Governor Hogan questions Trump Administration’s coronavirus response, calls their messaging “confusing”
Maryland Governor Larry Hogan questioned the Trump Administration’s plans to reopen the country in the coming weeks, citing mixed messaging that he called confusing and said doesn’t match what officials are doing across the nation to combat the spread of coronavirus.
Appearing on CNN’s New Day, Governor Hogan said the coronavirus (COVID-19) pandemic is not over by any stretch of the imagination, and that the country needs the federal, state and local levels, the private sector, and every individual to help fight this battle.
Governor Hogan said the messaging coming from the Trump Administration does not match what he and others are doing across the country to slow the spread of the virus.
“Quite frankly, some of the messaging is pretty confusing,” Governor Hogan said. “I think it’s not just that it doesn’t match with what we’re doing here in Maryland, but some of the messaging coming out of the Administration doesn’t match. Where you have the Surgeon General, Anthony Fauci saying things that were almost completely opposite of that yesterday.”
As far as a timeline of when this will end, Governor Hogan said he doesn’t think that the country will be ready as soon as President Trump and others have suggested.
“We don’t think that we’re going to be in any way ready to be out of this in five or six days or so, or whenever this 15 days is up from the time that they started this imaginary plot,” Governor Hogan said. “Most people think that we’re weeks away from the peak, if not months. That’s the advice we’re getting from smart folks at Johns Hopkins, NIH, University of Maryland, and places like that.”
President Trump has stated that he has a goal of reopening the country for business by Easter, April 12, 2020.

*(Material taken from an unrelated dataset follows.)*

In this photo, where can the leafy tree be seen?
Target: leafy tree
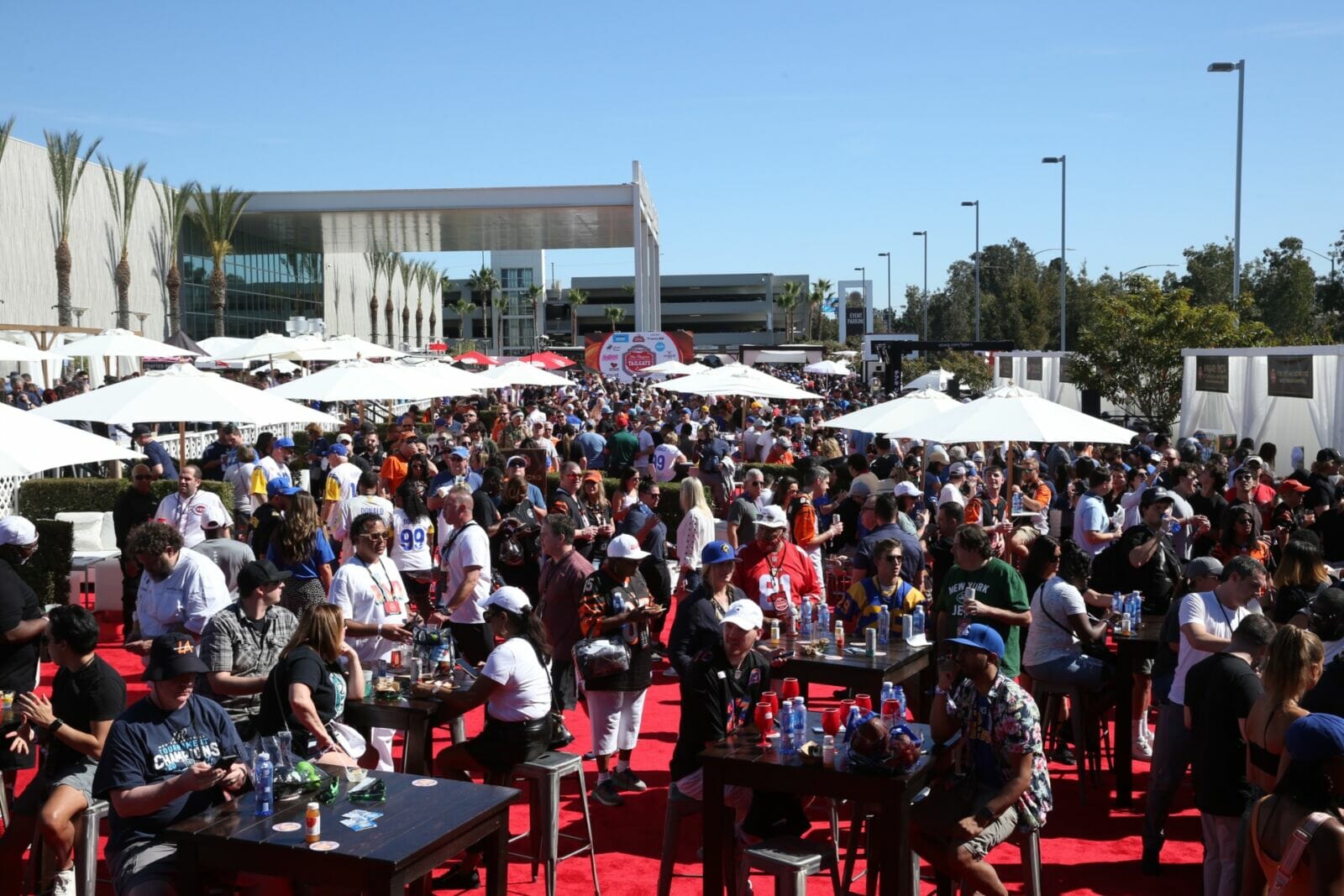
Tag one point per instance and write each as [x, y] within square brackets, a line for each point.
[1131, 348]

On Monday, Governor Hogan announced a number of new COVID-19 mitigation measures, including the closure of all non-essential businesses, the creation of a $175 million economic relief package, updates to Maryland’s public health surge plan, and an emergency order to prevent price gouging.
“We’ve closed more businesses than many of the states that have stay-at-home orders. We’ve encouraged and suggested that everybody that doesn’t need to go out, that isn’t an essential business, that they do stay home,” Governor Hogan explained. “We’re very strictly enforcing the limitations on social distancing, of no groups of ten or more, and we’ve closed more businesses—anything that’s not essential. It has the same effect… We’re all taking different steps based on what we think is right for our states.”